No service tax can be levied on food served as take away or parcels
The Hon’ble Madras High Court (“HC”) in Anjappar Chettinad A/C Restaurants v. Joint Commissioner [W.P. Nos. 13469 of 2020, 28789 & 28095 of 2019 and 1748 & 5935 of 2021 decided on May 20, 2021] held that provision of food and drink to be taken-away in parcels by restaurant tantamount to the sale of food and drink and thus, shall not attract service tax under the Finance Act.
The Anjappar Chettinad (“the Petitioner”) run Air-Conditioned restaurants under the name and style of Anjappar Chettinad, Thalapakkatti Hotels, RSM Foods and Prasanam Foods, the latter two being franchisees of Sangeetha restaurant, respectively. The Petitioner holds service tax registration for providing restaurant services, outdoor catering services and mandap keeping services. Audit was undertaken in all the cases and the Department concluded that service tax had not been discharged in relation to ‘take away/parcel services’ for various periods upto June, 2017 when Goods Services Tax (“GST”) came into force.
Whether there is a liability to pay service tax under the Finance Act, 1994 (“Finance Act”), on food that is ‘taken away’ or collected from restaurants or eateries, in parcels.
The Hon’ble Madras HC in W.P. Nos. 13469 of 2020, 28789 & 28095 of 2019 and 1748 & 5935 of 2021 decided on May 20, 2021, held as under:
- Observed that, levy of tax on service was governed by Finance Act and the legislative competence to levy a tax on service involved in the sale of food and drink is no longer res integra as held by the Hon’ble Supreme Court in the case of Federation of Hotel and Restaurant Associations of India v. Union of India [2018 (359) ELT 97 (SC)].
- Relied on Section 66E of the Finance Act, Circular 173/8/2013– Service Tax dated October 7, 2013 and Circular No. 334/3/2011- TRU dated February 28, 2011 to state that not all services rendered by restaurants in the sale of food and drink are taxable and it is only certain specified situations that attract tax. The sale of food and drink simplicitor, services of selection and purchase of ingredients, preparation of ingredients for cooking and the actual preparation of the food and drink would not attract the levy of service tax. Only those services commencing from the point where the food and drinks are collected for service at the table till the raising of the bill, are covered. This would encompass a gamut of services including for seating, décor, music and dance, both live and otherwise, the service of Maitre D’or, hostesses, liveried waiters and the use of fine crockery and cutlery, among others.
- Noted that, in the case of take-away or food parcels, the aforesaid attributes are conspicuous by their absence.

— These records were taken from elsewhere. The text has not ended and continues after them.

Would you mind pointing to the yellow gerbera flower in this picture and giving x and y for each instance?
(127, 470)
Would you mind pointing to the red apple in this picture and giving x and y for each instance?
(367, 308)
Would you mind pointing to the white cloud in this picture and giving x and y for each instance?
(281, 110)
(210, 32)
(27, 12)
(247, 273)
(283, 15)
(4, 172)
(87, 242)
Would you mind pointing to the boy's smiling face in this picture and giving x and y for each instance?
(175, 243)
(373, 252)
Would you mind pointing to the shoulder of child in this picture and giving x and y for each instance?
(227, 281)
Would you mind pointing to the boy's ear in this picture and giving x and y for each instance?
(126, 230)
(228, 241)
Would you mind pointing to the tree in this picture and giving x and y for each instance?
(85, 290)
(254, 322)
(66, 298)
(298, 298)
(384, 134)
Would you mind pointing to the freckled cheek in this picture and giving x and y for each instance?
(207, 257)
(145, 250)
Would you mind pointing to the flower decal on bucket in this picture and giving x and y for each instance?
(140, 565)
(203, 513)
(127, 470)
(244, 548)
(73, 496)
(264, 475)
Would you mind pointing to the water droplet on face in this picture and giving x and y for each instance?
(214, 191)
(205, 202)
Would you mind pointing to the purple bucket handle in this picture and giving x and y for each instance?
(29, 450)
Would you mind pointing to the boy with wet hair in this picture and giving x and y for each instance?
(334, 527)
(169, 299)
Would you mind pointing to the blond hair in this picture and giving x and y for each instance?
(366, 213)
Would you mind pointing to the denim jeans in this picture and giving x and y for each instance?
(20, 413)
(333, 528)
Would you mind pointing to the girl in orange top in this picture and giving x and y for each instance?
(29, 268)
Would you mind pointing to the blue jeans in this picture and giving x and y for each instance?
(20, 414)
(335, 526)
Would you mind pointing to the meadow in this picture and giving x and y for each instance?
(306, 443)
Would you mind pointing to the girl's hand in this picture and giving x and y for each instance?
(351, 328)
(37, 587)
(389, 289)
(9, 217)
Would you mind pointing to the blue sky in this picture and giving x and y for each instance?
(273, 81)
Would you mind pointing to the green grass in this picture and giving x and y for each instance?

- Further noted that, orders are received either over telephone, by e-mail, online booking or through a food delivery service such as Swiggy or Zomato. Once processed and readied for delivery, the parcels are brought to a separate counter and are picked up either by the customer or a delivery service. More often than not, the take-away counters are positioned away from the main dining area that may or may not be air-conditioned.
- Thus, held that provision of food and drink to be taken-away in parcels by restaurants tantamount to the sale of food and drink and does not attract service tax under the Finance Act.
Section 66E(i) of the Finance Act
“66E. Declared services
The following shall constitute declared services, namely-
(i) Service portion in an activity wherein goods, being food or any other article of human consumption or any drink (whether or not intoxicating) is supplied in any manner as a part of the activity.”